Rodovia foi alagada pelo rio Vermelho, cujo nível da água subiu excepcionalmente devido às chuvas intensas na região

DNIT executou e entregou aos usuários uma importante obra na BR-174
Ilustrativa



O Departamento Nacional de Infraestrutura de Transportes – DNIT informa que, devido às chuvas intensas que atingem a região, a BR-174 está com o tráfego totalmente interditado na altura do KM 850, entre os municípios de Castanheira e Juruena.

O rio Vermelho alagou a pista e, por este motivo, o tráfego está totalmente proibido. Somente após o nível da água baixar e o DNIT realizar uma inspeção na rodovia, a pista poderá ser liberada.

A orientação aos motoristas é que aguardem em locais onde haja apoio. O trecho da rodovia alagado fica 25 quilômetros à frente de Castanheira, a cerca de 75 quilômetros de Juruena. Ainda esta semana, o DNIT vai publicar uma portaria definindo as restrições de peso e tipos de carga permitidos na BR-174.

O DNIT reforça ainda que a BR-174/MT trata-se de uma rodovia rural não pavimentada, que foi federalizada em dezembro de 2014. A pavimentação da BR-174, de Castanheira a Colniza está prevista por meio do convênio 143/2013, firmado com a Secretaria de Estado de Infraestrutura (Sinfra/MT).

A previsão de investimento para esse empreendimento é de aproximadamente R$ 685 milhões, do km 815 ao 1137 (Castanheira a Colniza); Para a evolução do empreendimento, é necessária a aprovação dos estudos ambientais e de componentes indígenas por parte da Funai e da Sema;

O DNIT possui contratos de manutenção na região. De setembro até agora, foram realizados patrolamento, encascalhamento e restauração de pontes de Castanheira a Colniza.
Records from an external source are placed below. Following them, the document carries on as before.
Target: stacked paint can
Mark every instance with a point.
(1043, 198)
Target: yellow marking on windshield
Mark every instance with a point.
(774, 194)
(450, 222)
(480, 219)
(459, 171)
A rodovia conta com 129 pontes, sendo duas de concreto e o restante de madeira;

Atualmente, são três contratos de manutenção na região que cobrem uma extensão de 363,70 km. O DNIT está com sete frentes de serviço na rodovia. A atuação foca na recuperação dos pontos críticos da rodovia e na recuperação das estruturas das pontes de madeira que se encontravam mais desgastadas, visando garantir a trafegabilidade.